Decided On July 01, 2013
PRADIP KUMAR MAITY Appellant
V/S
Chinmoy Kumar Bhunia Respondents

JUDGEMENT

(1.) Leave granted. We have heard counsel for the parties in detail and hence proceed to deliver judgment.

(2.) The dispute pertains to the employment of the Appellant and Respondent No. 1 in the Group 'D' staff (non-teaching staff) of the Nazirbazar Harendranath High School, Nazirbazar, Medinipur, West Bengal (Respondent No. 6). Pursuant to holding of the interviews, the Appellant was placed first in the merit list followed by the Respondent No. 1 in second position.

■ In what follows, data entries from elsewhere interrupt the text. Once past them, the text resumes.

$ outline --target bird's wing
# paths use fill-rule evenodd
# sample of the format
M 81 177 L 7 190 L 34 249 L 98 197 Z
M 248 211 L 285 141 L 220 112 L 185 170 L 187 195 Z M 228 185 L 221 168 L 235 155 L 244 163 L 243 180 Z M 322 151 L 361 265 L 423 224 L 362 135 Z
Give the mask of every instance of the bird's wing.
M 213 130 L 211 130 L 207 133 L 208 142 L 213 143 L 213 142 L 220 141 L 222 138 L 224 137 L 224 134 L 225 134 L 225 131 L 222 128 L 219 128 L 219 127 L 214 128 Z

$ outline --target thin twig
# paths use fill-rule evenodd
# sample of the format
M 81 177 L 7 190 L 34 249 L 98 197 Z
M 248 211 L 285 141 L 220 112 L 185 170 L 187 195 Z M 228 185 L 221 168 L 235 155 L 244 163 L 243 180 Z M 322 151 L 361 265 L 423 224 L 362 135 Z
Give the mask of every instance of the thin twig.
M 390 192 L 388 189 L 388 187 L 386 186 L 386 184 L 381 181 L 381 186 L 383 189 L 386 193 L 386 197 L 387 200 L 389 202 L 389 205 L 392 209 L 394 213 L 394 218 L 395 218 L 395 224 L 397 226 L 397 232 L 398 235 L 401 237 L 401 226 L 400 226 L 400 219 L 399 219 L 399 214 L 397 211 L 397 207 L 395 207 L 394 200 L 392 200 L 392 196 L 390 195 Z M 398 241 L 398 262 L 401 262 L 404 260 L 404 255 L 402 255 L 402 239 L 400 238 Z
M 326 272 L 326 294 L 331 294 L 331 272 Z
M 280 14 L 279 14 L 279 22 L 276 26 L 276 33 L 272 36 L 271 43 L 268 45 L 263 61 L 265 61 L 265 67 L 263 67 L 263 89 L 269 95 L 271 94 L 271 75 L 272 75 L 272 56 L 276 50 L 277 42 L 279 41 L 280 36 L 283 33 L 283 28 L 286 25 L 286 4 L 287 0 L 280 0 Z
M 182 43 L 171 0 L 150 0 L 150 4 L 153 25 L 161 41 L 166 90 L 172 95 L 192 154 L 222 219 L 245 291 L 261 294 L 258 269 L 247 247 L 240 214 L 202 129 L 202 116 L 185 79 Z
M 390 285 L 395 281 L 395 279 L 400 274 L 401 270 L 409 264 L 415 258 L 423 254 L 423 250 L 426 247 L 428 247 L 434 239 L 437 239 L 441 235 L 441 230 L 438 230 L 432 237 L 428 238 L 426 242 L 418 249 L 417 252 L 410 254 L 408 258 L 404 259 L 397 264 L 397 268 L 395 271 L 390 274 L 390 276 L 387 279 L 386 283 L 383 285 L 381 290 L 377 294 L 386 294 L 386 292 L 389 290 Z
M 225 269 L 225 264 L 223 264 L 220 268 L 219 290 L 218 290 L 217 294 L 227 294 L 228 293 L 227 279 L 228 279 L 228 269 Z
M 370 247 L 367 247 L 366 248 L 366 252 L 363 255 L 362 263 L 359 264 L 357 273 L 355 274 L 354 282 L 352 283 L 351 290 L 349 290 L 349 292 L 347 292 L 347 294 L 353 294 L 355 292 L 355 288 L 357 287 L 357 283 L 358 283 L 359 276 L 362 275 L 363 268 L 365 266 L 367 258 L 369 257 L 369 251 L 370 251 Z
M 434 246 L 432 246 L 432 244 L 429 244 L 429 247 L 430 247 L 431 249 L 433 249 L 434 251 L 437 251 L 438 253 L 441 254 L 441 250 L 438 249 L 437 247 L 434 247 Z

Respondent No. 1, thereafter, challenged the appointment of the Appellant on the ground that he had crossed the permissible age prescribed for recruitment to this Group 'D' post even on the date when the interview was conducted and completed. However, the Appellant's contention is that he was entitled to relaxation in the maximum age as a consequence of his suffering from a hearing disability to the extent of sixty per cent (60%). The factum of his said affliction is not in dispute, although it has been faintly argued by Mr. Sanyal, Learned Counsel for Respondent No. 1 that the applicable Rules and Regulations contemplate complete loss of audio powers for favourable treatment; and that the forty per cent (40%) disability, indubitably prescribed by the Persons with Disabilities (Equal Opportunities, Protection of Rights and Full Participation) Act, 1995 [hereafter referred to as, 'Disabilities Act'] does not come to the succour of the Appellant. Despite the fact that the Appellant had not succeeded in the writ proceedings before the learned Single Judge and thereafter had also failed in his Appeal before the Division Bench of the Calcutta High Court, he appears to have been in the employment of Respondent No. 6 throughout the duration of litigation and remained so on 01.10.2007 when the maintenance of status quo came to be ordered in the present proceedings. We may also underscore that concurrent findings are against the Appellant.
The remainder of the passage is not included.